À l'orée du 20e siècle, l'Opéra-Comique domine la création musicale et exporte ses créations dans toute l'Europe. Y sont créés des chefs d'oeuvre comme Manon de Jules Massenet (1884), Pelléas et Mélisande de Claude Debussy (1902), L'heure espagnole de Maurice Ravel (1911).

Un long déclin mène ensuite à son absorption par l'Opéra de Paris en 1939. L'autonomie ne sera retrouvée qu'en 1971.

En 1987, la recréation d'Atys de Lully marque le renouveau du baroque, désormais associé au lieu, Salle Favart, en plein coeur de la capitale.

Figure de la scène théâtrale française, le metteur en scène, acteur et auteur Jérôme Deschamps s'attache depuis 2007 à dépoussiérer le répertoire français oublié de la maison, tout en conservant la touche baroque et en montant des créations contemporaines.

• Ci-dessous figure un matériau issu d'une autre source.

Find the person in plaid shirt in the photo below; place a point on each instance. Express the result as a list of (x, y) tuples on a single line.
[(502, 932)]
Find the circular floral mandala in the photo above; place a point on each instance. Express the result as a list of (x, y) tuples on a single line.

Ravagée par plusieurs incendies, sans cesse reconstruite, la Salle Favart doit de nouveau connaître l'an prochain de très lourds travaux et fermera une saison complète, juste après les festivités du tricentenaire.

Le coup d'envoi de celles-ci sera donné jeudi soir avec un gala retraçant les grandes heures de la maison, avec des extraits d'oeuvres emblématiques, de Carmen à La voix humaine de Poulenc (1959).

L'Opéra-Comique a exhumé ces dernières années un répertoire d'opérettes comme Ciboulette de Reynaldo Hahn tout en honorant ses grands classiques, comme la délicate Lakmé de Léo Delibes.

La vieille dame sait aussi embrasser la modernité: outre une radio-diffusion en direct, la soirée de jeudi fera aussi l'objet d'un live-tweet avec le hashtag galaOC.